Like so many families confronted with this diagnosis, they were plunged into a world of shock, fear and urgent decision making. A biopsy was taken, which confirmed and sequenced the cancer, and at that point the family believed that everything possible was being done. It was only later, through Samantha’s own research and through conversations with an oncologist experienced in international practice, that they learned something that they found deeply troubling. There were treatments that may have been available to Trevor on the basis of his biopsy, but they could not be used because the tissue sample had not been flash frozen. Instead, the biopsy had been stored in paraffin blocks, which is standard practice in much of the UK, as we heard from my hon. Friend the Member for Caerphilly. By the time the family discovered the significance of that, it was too late: Trevor was too ill to undergo another biopsy, too unwell to travel and unable to take part in clinical trials.
Samantha told me that in Germany brain tumour biopsies are flash frozen as a matter of course. That allows for far more advanced genomic and molecular testing, which can open the door to a wider range of treatments. In the UK, by contrast, flash freezing is done only if it is specifically requested, or if the patient is part of a clinical trial. For families who have just been told that their loved one has an aggressive and terminal brain cancer, that is not a realistic expectation. They are in shock. They are terrified. They are placing their trust in the system to do everything that it can, without knowing that one unmade request could close off future options entirely.
That raises a simple but profound question, which I put to the Minister: why does the NHS not routinely flash freeze all brain tumour biopsies as standard practice? What can we do to change that here and now? I am not suggesting false hope. I fully recognise that glioblastoma remains a devastating diagnosis with limited treatment options, but when options are already so few, it cannot be right that patients are denied even the possibility of certain treatments because of how their tissue samples were stored.
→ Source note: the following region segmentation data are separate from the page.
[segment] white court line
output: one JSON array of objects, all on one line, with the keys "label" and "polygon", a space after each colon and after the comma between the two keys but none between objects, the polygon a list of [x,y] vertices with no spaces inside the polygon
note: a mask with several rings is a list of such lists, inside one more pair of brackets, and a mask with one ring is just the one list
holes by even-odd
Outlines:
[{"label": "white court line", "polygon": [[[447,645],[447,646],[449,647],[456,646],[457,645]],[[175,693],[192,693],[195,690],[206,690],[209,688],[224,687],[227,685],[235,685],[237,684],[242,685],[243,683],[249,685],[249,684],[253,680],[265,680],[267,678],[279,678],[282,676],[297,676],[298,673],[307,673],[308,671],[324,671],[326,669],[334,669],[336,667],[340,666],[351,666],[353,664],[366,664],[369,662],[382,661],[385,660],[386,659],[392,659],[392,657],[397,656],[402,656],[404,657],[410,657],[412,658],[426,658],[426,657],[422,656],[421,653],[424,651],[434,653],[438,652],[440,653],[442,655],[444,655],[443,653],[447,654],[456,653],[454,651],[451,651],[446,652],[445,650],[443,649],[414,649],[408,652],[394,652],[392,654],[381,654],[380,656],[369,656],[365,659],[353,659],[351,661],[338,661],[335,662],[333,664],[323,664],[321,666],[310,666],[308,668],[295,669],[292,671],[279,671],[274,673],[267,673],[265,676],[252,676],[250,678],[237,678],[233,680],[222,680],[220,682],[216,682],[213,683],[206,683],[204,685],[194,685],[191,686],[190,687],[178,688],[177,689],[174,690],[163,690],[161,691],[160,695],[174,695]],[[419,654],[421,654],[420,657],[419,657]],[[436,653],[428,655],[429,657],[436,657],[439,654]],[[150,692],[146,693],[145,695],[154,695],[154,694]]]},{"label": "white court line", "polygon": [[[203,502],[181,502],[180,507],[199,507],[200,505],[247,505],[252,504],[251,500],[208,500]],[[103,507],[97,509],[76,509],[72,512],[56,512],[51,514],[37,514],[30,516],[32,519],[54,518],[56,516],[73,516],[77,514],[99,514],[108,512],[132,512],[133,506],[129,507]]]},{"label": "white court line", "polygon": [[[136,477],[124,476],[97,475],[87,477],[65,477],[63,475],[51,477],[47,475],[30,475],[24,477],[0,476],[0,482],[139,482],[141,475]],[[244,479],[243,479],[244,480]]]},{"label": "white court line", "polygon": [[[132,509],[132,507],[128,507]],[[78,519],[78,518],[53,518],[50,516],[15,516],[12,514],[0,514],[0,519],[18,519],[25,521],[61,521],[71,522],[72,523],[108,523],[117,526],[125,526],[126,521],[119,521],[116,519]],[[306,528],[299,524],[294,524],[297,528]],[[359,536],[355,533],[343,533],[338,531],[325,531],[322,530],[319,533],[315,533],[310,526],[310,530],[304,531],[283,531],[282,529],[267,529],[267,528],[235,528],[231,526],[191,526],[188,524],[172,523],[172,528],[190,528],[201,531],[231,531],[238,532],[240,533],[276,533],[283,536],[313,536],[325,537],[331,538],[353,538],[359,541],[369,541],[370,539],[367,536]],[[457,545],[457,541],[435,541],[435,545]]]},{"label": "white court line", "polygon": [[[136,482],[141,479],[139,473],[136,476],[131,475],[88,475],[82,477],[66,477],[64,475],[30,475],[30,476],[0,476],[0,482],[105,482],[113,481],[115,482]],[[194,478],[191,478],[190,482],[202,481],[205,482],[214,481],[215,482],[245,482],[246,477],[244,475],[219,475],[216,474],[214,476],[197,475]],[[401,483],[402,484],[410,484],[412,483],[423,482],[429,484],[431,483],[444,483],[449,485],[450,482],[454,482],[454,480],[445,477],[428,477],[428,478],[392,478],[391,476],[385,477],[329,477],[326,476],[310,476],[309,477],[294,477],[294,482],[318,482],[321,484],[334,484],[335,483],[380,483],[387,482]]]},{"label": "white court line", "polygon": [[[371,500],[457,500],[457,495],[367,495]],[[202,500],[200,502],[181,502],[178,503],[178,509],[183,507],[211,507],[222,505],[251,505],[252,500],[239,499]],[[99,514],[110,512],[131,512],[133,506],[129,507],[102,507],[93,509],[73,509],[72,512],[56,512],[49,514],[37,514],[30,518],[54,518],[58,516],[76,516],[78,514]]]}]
This is also an issue of fairness and equality. Access to the best possible diagnostics and research pathways should not depend on geography, chance or whether a family happen to know the right question to ask at the worst moment in their lives. Samantha and Garry came to see me not only in grief but with a determination—one reflected by Ellie, in the Public Gallery this morning—that something good might come from their devastating experience. They want other families to be spared the same sense of missed opportunity and unanswered questions.
More broadly, brain cancers remain under-recognised and underfunded compared with other forms of cancer, despite their severity and poor outcomes. If we are serious about improving survival, treatment and research, we must be willing to look honestly at current practice and ask whether it is good enough, because I think the consensus is that it is not.
I hope that the Minister will engage constructively on this issue and consider making the flash freezing of brain tumour biopsies standard practice across the NHS, because that could improve patient access to treatment, strengthen research and offer families reassurance that everything possible is being done. For Trevor, such a change has come too late, but for future patients it does not have to.